Here's what happened
Originally the phone box was a power receptacle and the blue box wasn't there.
Look at the short run of old Romex between the phone box and the blue box. That run used to go all the way to the other steel box, but the cable had a problem. So the last guy cut a hole for access and installed the blue box as a splice point. (keep in mind the drywall was installed; he was reaching through.)
Why he moved the socket to the blue box and put a phone box in the old location - I have no idea. It is illegal to put a phone jack there.
Fix it the way they intended
They gave you enough length in the new Romex for the metal boxes to connect to each other - they just didn't have the access to complete the job. I would convert the "phone" box back to a receptacle box, and deprecate the blue old-work box, as the way it's mounted is a compromise and not particularly strong.

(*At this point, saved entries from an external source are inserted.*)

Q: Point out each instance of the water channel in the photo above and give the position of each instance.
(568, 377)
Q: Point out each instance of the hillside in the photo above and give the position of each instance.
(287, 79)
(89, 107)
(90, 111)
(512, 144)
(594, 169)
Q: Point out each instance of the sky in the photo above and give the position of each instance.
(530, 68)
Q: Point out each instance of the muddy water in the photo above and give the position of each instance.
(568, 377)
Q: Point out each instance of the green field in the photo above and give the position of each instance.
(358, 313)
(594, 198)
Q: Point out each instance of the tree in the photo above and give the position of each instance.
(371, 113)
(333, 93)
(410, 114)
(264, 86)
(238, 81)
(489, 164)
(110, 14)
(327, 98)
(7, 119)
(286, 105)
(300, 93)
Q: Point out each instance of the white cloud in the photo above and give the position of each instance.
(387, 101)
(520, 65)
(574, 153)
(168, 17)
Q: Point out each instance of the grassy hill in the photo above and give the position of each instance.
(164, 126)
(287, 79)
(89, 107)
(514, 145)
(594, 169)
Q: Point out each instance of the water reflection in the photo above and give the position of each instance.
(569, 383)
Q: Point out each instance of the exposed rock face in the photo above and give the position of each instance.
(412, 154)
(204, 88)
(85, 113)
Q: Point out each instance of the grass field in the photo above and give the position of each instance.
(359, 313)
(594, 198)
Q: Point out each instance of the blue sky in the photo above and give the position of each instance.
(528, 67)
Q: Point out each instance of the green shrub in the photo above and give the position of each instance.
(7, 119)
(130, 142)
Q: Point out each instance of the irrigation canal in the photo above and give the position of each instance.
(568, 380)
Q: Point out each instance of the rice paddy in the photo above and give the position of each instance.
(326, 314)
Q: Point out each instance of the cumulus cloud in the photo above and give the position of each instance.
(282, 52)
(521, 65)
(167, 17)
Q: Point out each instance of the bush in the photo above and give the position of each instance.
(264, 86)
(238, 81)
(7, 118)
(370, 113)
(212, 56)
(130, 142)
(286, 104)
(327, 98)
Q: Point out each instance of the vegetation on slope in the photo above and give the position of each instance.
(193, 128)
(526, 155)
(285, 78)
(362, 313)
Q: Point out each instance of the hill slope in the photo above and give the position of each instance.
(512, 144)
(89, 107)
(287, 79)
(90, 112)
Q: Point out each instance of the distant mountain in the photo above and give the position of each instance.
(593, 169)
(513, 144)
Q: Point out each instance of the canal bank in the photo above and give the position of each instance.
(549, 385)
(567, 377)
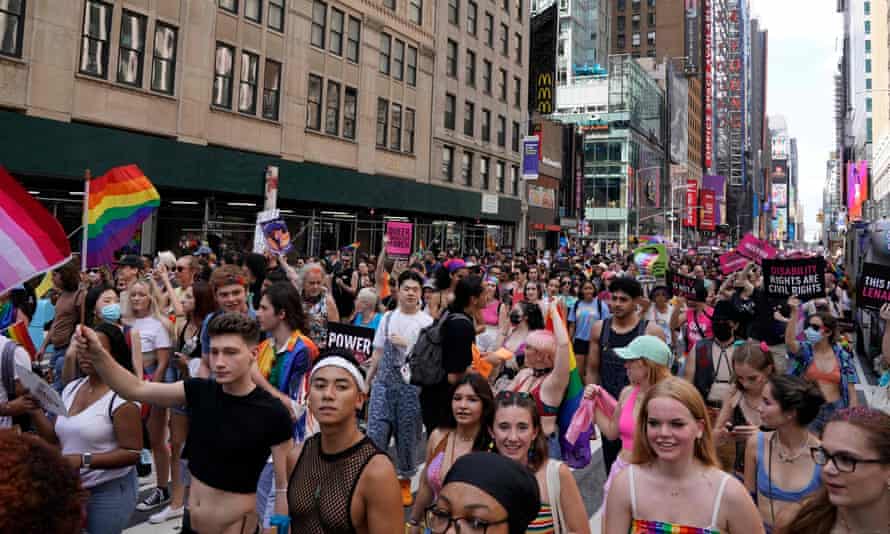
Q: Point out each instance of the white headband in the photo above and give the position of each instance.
(342, 363)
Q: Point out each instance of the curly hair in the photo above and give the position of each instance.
(34, 480)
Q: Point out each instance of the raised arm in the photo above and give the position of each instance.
(125, 383)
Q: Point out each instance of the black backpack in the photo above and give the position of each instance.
(425, 360)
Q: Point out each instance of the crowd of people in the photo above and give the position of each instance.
(730, 412)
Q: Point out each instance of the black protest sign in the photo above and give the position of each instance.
(803, 278)
(357, 339)
(682, 285)
(874, 286)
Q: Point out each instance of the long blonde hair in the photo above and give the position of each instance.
(686, 394)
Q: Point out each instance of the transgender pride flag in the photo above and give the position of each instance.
(31, 239)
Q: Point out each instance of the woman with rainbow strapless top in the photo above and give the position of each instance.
(674, 483)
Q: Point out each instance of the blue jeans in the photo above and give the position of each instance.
(111, 504)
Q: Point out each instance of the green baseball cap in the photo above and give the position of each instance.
(649, 347)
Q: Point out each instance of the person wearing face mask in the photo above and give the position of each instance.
(821, 359)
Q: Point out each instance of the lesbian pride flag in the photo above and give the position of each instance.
(31, 239)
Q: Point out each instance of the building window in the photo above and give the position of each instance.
(483, 173)
(486, 76)
(382, 122)
(163, 64)
(471, 69)
(132, 49)
(395, 139)
(229, 5)
(398, 60)
(223, 74)
(96, 33)
(336, 44)
(411, 77)
(453, 11)
(250, 64)
(448, 163)
(313, 110)
(517, 92)
(319, 22)
(271, 89)
(350, 112)
(472, 14)
(486, 125)
(409, 130)
(415, 11)
(385, 46)
(353, 37)
(450, 103)
(332, 109)
(466, 169)
(518, 41)
(253, 10)
(469, 118)
(12, 27)
(451, 59)
(276, 15)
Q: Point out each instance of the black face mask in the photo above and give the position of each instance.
(722, 331)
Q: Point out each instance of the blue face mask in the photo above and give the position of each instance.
(813, 336)
(111, 312)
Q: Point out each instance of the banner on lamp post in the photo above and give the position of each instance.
(530, 151)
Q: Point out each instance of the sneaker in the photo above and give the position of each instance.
(155, 498)
(407, 498)
(166, 514)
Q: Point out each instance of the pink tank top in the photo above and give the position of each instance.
(626, 421)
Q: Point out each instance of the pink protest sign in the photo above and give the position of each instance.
(732, 262)
(756, 249)
(399, 236)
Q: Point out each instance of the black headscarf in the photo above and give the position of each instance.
(508, 482)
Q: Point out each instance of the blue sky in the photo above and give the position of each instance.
(803, 53)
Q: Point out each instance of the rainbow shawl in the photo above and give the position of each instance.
(575, 455)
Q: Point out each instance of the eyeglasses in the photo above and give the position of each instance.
(843, 462)
(439, 521)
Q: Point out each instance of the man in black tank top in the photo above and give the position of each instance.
(339, 481)
(604, 367)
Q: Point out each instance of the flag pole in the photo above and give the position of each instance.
(86, 224)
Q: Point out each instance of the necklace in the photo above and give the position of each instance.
(787, 456)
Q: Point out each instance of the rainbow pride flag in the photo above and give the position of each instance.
(31, 239)
(19, 333)
(576, 455)
(118, 203)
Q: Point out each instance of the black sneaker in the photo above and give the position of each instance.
(156, 497)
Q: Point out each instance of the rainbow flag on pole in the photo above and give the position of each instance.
(31, 239)
(118, 203)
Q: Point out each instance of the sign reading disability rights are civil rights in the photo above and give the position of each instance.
(803, 278)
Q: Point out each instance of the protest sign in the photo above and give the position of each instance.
(357, 339)
(756, 249)
(399, 239)
(803, 278)
(38, 388)
(277, 237)
(732, 262)
(682, 285)
(874, 286)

- Open up the blue box and remove all wires from it, being careful to remove the newer Romex intact (the short old Romex can just be cut).
- Open up the phone box, remove the phone socket, and finish removing the short old Romex and throw it away.

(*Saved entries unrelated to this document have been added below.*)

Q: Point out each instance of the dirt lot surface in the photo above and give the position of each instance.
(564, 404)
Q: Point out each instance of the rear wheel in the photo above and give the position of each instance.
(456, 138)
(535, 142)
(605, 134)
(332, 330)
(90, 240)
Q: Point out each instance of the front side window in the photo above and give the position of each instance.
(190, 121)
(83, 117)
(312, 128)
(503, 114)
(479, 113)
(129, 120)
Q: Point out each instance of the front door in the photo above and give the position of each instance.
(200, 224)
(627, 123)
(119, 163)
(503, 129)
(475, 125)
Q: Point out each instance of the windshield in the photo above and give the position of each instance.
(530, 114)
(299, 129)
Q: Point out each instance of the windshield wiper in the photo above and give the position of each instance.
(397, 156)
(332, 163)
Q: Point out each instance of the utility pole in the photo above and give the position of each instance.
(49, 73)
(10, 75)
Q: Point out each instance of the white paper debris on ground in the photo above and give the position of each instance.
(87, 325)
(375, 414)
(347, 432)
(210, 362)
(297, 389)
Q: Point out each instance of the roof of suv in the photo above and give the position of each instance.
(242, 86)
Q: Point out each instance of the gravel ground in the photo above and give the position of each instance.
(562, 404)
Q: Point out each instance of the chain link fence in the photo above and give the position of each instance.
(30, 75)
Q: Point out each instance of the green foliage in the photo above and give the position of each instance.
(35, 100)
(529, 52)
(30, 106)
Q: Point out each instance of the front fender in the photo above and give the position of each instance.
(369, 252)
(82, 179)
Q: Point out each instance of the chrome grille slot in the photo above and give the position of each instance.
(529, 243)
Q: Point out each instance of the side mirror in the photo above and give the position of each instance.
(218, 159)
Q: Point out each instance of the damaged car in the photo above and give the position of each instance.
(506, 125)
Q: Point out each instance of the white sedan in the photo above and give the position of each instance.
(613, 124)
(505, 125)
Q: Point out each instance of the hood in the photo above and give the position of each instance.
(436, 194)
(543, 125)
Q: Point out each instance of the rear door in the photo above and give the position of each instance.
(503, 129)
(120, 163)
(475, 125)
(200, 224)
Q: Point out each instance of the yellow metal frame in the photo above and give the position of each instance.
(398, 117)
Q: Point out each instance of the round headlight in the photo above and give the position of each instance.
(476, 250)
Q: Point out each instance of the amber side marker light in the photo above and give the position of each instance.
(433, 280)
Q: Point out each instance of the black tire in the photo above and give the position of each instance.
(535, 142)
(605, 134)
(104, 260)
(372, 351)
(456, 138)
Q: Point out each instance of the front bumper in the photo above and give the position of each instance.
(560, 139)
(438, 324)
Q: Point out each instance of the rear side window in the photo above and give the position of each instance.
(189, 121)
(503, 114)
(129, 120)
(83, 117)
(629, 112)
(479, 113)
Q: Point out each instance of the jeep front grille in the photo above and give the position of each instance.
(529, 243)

- Into its hole goes the newer Romex.
- Install a power receptacle where the phone jack had been.
- On the blue box, fit a blank cover plate or convert it to comms use (cable TV, ethernet, phone etc.)

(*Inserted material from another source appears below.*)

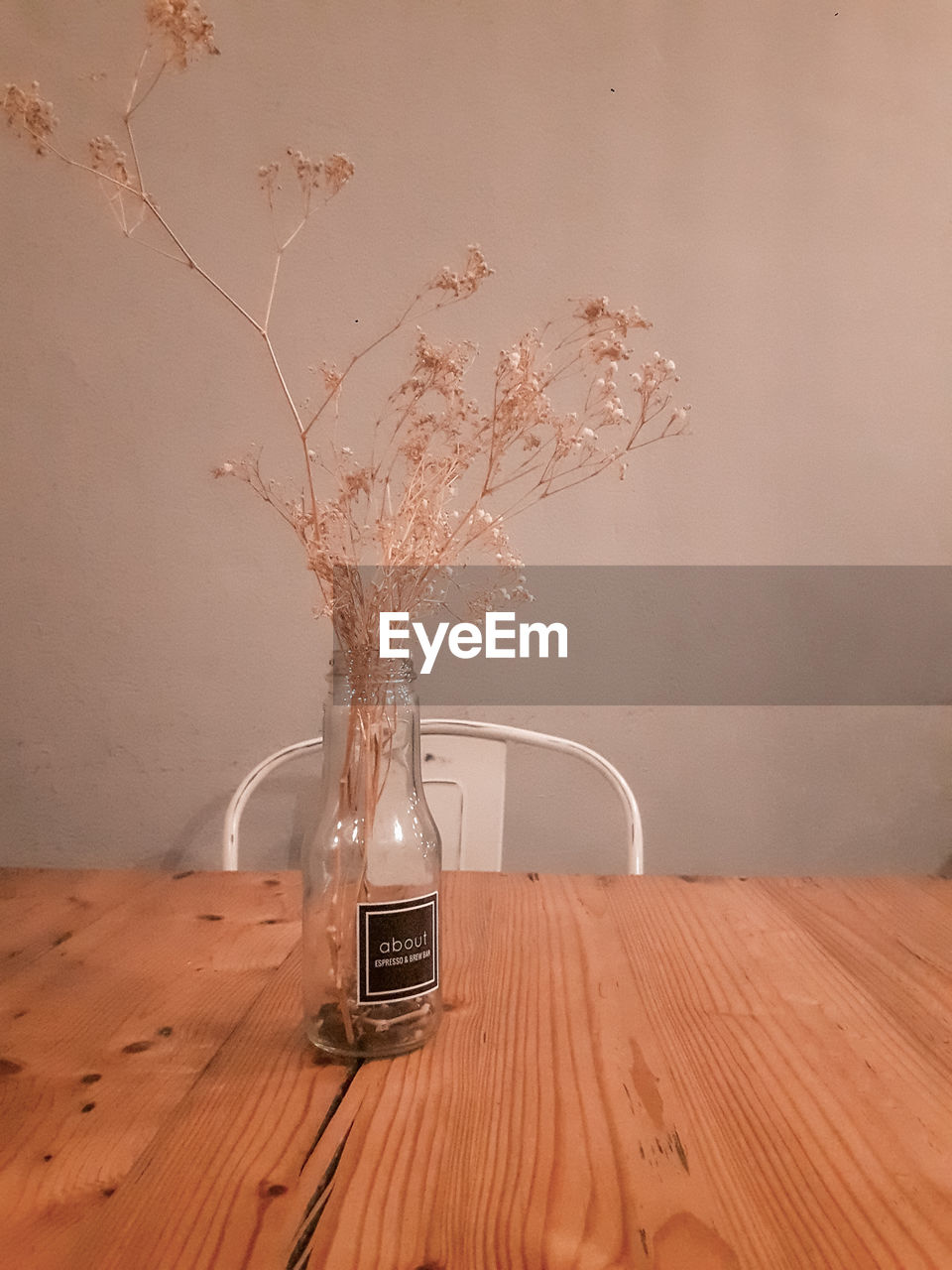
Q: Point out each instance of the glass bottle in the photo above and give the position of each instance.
(371, 874)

Now the two metal boxes are your receptacle boxes again. They are properly anchored to the joist, so if you are wrestling a stiff plug, there's no worries of tearing the box out of the drywall. Metal boxes don't burn or melt, and can be grounded.
If the wiring is not already grounded, now is the time to retrofit grounds to all the boxes (except the blue one obviously.) In 2014 they greatly relaxed the rules on retrofitting grounds.